University of Virginia Health System

Email Address: mgb4n@virginia.edu

A central objective of current research in the laboratory is aimed to examine, identify and characterize molecular and cellular mechanisms of innate immunity and antiviral host defenses.  Classical genetics strategies are a mainstay for the research program as genetic diversity in common laboratory strains of mice clearly affects innate immune responses toward viruses and consequently may also contribute to variation in host disease resistance or susceptibility traits.  Identification of major alleles, sculpted through natural selection (genetic diversity), that affect innate immune control (resistance alleles), a lack of immune control (susceptibility alleles), or altered or even dysfunctional immune control (potential autoimmune disease alleles), will undoubtedly foster our understanding of the immune system and should also lead to new potential targets for therapeutic interventions. Two major research project areas established in the lab are detailed below.

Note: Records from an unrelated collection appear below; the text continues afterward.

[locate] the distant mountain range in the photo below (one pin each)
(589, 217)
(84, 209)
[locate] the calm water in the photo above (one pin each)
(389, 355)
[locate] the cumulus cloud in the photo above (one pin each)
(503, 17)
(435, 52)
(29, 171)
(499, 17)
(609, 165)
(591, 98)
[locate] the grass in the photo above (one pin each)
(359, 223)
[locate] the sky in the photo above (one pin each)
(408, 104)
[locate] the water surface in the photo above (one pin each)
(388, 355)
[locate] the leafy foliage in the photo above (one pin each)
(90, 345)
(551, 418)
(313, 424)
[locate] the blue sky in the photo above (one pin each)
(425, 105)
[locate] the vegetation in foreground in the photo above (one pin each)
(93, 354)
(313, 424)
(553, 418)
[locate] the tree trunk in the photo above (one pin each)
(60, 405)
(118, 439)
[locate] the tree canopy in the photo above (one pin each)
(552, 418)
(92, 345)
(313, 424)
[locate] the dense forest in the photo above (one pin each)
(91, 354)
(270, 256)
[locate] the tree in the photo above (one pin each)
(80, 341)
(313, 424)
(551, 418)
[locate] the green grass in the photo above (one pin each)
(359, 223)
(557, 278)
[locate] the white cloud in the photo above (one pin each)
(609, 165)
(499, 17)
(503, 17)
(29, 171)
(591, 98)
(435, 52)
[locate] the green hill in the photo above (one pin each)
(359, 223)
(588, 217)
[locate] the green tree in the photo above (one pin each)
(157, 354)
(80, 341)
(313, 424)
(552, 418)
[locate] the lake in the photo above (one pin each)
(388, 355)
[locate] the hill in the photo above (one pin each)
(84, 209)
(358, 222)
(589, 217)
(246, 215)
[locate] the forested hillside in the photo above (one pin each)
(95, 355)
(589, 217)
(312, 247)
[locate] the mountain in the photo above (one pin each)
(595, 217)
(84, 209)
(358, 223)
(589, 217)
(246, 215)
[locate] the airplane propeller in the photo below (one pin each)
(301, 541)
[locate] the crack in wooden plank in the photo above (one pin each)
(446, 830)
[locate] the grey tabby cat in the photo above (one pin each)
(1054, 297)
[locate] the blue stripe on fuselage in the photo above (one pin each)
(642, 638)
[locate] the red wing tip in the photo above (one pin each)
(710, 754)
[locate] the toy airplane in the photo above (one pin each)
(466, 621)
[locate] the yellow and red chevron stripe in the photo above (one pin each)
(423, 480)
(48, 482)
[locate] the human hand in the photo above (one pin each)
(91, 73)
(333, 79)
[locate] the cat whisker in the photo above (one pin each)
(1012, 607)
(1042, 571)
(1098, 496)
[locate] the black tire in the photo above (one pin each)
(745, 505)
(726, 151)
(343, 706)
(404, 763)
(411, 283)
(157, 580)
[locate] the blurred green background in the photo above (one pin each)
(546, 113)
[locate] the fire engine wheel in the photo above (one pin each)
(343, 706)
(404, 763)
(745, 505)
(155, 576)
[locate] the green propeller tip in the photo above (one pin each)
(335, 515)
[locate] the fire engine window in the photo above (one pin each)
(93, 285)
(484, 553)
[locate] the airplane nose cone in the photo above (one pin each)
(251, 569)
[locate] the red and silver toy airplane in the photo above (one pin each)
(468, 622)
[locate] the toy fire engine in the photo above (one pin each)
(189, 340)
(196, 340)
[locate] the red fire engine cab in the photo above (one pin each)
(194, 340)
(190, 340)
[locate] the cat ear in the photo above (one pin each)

Virus Immunity Research ­ Microbiology, Immunology and Infectious Disease

Natural killer cells are well known for efficient recognition and killing of virus infected cells.  Their intrinsic value is highlighted because they contribute in innate immunity against a wide range of pathogens, including RNA and DNA viruses. In fact, NK cells in humans and mice have a major role in controlling herpesvirus infections.  Previous work from our lab and others has shown that NK cells in C57BL/6 mice require Ly49H activation receptors to control murine cytomegalovirus (MCMV) infection.  Ly49H is now known to recognize MHC class I-related ligands on infected cells that are encoded and expressed by MCMV’s m157 gene.  Further study of NK cell-mediated virus immunity in the lab now focuses on MHC-dependent (H-2k) MCMV resistance since a mechanistic understanding for this mode of innate virus protection is still vague.  Genetic mapping strategies and later identification of candidate virus resistance or susceptibility alleles is a major research objective that should enhance our understanding of MHC-dependent innate virus immunity, NK cell recognition of virus infected cells, and also viral immune evasion mechanisms.  Because human NK cells also display NK cell KIR receptors for MHC class I molecules and some KIR / MHC I allele combinations correlate with disease progression rates in HCV or HIV virus infected patients, these studies might also yield important insights into the role of human NK cells in virus infections.

Viral Pathogenesis Research ­ Immunity and Inflammation

We have shown that immune competent systemic lupus erythematosus (SLE-) prone NZM2328 mice display marked sialadenitis during acute MCMV infection when virus levels are elevated (d.14-28) in the salivary glands.  Later, when viral latency is established in most MCMV-infected NZM2328 females (typically by d. 56 after infection), a qualitative shift from diffuse to focal inflammation in salivary and lacrimal glands occurs that is marked by lymphocyte aggregation in periductal foci, some with lymphocytes segregated into lymphoid-like structures.  Additionally, we have shown that salivary gland function is also significantly compromised in NZM2328 mice at discrete times after infection.  Interestingly, these features are similar to those observed in Sjögren’s Syndrome (SS) patients who display exocrine gland dysfunction.  Thus, virus-induced sialadenitis in NZM2328 mice might prove useful in modeling SS or SS secondary to HCV infection.  To extend our work and to investigate a potential role for genetic factors in virus-induced exocrinopathy, similar studies are underway in genetically-related inbred strains of mice.  Future research is therefore aimed to investigate the genetic and cellular basis for virus-induced inflammation and exocrine gland dysfunction in this model system.